Because both major parties and their candidates have so much private money to run with these days, public funding for conventions is not needed by them, nor is public funding for presidential primary and general elections. Only independents like Jill Stein, Gary Johnson (Libertarian), and Buddy Roemer (Reform) used the presidential primary matching funds system in 2012. None of the Democratic or Republican candidates sought matching funds in 2012 and none have so far in 2015-16. Likewise, after Obama in 2008 became the first major party candidate to reject general election public funding, both major party candidates in 2012 refused to use it.
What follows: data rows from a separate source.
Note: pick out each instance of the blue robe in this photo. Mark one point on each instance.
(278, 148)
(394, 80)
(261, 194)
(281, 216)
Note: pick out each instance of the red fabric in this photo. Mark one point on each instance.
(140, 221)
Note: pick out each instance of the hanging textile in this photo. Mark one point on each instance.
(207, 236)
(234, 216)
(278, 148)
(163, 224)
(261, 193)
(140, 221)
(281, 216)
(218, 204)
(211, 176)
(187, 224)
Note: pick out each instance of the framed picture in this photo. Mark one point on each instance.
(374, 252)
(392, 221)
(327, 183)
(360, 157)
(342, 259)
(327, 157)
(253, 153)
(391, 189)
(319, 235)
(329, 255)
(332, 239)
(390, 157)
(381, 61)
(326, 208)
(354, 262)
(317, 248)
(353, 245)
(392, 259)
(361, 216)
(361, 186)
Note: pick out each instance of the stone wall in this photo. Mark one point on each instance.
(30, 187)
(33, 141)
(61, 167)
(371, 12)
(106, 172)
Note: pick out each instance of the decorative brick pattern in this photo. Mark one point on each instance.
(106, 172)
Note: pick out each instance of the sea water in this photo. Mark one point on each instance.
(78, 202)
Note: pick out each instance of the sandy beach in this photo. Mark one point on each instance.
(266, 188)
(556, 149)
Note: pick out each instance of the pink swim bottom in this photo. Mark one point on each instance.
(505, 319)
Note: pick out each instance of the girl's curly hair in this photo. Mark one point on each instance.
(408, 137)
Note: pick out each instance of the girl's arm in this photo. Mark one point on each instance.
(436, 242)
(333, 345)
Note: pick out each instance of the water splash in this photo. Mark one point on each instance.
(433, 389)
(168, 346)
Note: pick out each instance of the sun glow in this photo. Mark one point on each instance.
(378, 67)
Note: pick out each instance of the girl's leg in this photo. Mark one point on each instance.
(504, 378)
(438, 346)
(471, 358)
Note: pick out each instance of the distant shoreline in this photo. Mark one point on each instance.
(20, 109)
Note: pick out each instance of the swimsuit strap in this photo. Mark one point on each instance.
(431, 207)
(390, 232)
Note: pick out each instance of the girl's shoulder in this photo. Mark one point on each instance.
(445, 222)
Now there are proposals in Congress to eliminate the Presidential Election Campaign Fund, which funds both the primary matching funds system and the grants to qualified candidates in the general election. These proposals come at a time when liberal campaign finance reform advocates have retreated from full public funding of all qualified candidates based on equal public grants, which was adopted by Maine in 1996 and Arizona in 1998. The reformers have since made their peace with privately financed elections as long as there is a public financing add on, especially since advocates for these partial public campaign finance reforms have received major funding from billionaires. So partial public funding based on matching funds or voucher systems is on the legislative agenda in state houses and Congress. This retreat by liberal reformers makes seeking to qualify the Green Party for the 2020 general election funding all the more a worthy goal. If a minor party like the Greens does not qualify for it in 2016, the Presidential Election Campaign Fund programs may not survive until 2020.
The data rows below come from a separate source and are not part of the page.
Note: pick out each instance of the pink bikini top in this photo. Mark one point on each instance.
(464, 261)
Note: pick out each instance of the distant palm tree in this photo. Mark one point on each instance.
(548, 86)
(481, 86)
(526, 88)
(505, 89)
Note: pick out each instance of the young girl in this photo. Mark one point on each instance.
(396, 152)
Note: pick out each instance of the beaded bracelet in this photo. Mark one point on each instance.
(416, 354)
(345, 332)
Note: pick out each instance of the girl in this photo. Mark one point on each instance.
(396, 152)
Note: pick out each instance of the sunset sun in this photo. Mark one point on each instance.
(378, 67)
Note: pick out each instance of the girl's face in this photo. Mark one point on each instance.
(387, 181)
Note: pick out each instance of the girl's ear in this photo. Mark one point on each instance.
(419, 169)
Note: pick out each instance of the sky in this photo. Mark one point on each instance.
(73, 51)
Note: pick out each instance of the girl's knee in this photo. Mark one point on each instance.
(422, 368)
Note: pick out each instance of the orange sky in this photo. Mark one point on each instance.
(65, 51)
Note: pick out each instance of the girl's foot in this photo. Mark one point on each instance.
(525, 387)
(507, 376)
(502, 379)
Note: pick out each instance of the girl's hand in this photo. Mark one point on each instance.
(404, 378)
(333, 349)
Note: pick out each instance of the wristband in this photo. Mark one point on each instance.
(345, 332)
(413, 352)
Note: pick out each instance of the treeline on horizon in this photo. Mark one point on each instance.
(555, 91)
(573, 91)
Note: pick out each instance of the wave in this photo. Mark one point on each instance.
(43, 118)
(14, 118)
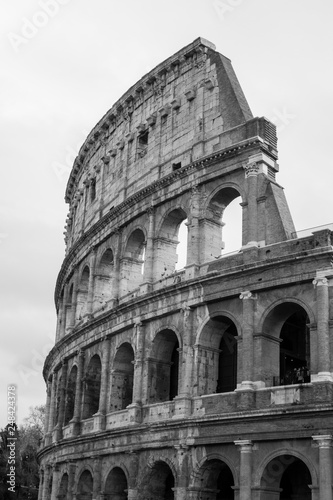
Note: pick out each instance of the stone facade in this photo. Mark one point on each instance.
(210, 382)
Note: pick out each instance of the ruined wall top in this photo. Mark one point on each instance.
(168, 119)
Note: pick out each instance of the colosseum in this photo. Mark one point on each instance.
(209, 380)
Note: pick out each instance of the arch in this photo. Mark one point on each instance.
(92, 387)
(217, 355)
(214, 477)
(82, 293)
(70, 395)
(104, 277)
(63, 488)
(168, 243)
(132, 266)
(158, 483)
(163, 371)
(85, 486)
(214, 215)
(286, 476)
(122, 378)
(116, 485)
(286, 341)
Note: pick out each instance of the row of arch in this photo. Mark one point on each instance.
(215, 369)
(166, 245)
(284, 477)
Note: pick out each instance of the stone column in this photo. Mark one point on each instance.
(53, 402)
(90, 298)
(41, 484)
(149, 257)
(55, 481)
(247, 340)
(46, 482)
(251, 175)
(138, 396)
(245, 476)
(74, 300)
(117, 261)
(325, 466)
(102, 410)
(71, 480)
(97, 470)
(321, 285)
(61, 416)
(47, 409)
(78, 394)
(183, 400)
(193, 240)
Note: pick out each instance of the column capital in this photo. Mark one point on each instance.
(245, 445)
(320, 281)
(247, 295)
(324, 440)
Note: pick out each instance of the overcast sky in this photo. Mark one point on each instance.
(65, 62)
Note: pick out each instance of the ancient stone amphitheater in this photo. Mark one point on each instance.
(212, 381)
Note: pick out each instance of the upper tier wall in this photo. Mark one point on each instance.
(173, 116)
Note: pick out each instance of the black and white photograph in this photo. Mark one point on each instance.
(166, 250)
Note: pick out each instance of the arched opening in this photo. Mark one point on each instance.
(217, 359)
(82, 294)
(164, 367)
(122, 378)
(85, 486)
(222, 226)
(216, 480)
(286, 348)
(158, 484)
(70, 395)
(116, 485)
(63, 488)
(171, 244)
(286, 478)
(92, 387)
(104, 278)
(133, 262)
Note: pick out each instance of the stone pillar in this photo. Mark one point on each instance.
(193, 240)
(182, 459)
(247, 340)
(149, 257)
(61, 416)
(47, 408)
(78, 394)
(46, 482)
(138, 397)
(102, 410)
(183, 400)
(90, 298)
(97, 484)
(251, 175)
(117, 262)
(71, 480)
(53, 402)
(325, 466)
(41, 484)
(321, 285)
(74, 300)
(55, 481)
(245, 476)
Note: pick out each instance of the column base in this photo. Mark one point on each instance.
(99, 422)
(246, 385)
(322, 377)
(183, 406)
(135, 413)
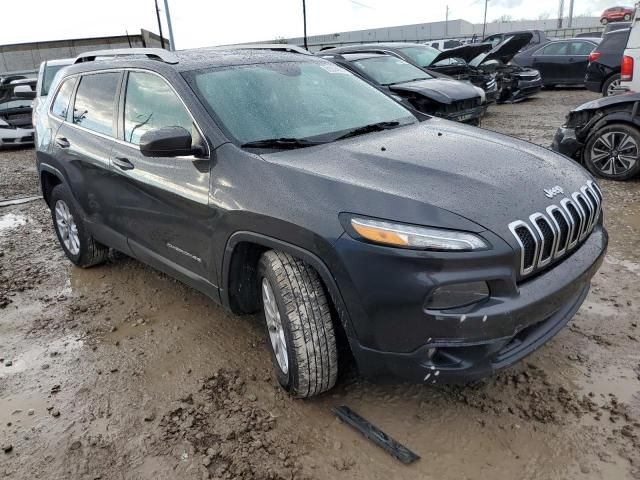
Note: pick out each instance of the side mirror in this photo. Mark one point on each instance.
(167, 142)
Is 5% a realistic goal? If the anti party establishment insurgencies of Sanders in the Democrats and Trump in the Republicans fall short and the “Dynasty Election” scenario between a Clinton and a Bush prevails, 5% may not be beyond reach for Stein. All we can do is be prepared to take advantage of that scenario, or many other plausible two-party choices that will disgust millions of voters. Being prepared means–now–donating to the Stein campaign and then petitioning for Green Party ballot access when the drive comes to a state near you.

Howie Hawkins was a co-founder of the Green Party in the United States in 1984. He received 5% of the vote as the Green Party candidate for Governor of New York in 2014. Howie is a member of Solidarity.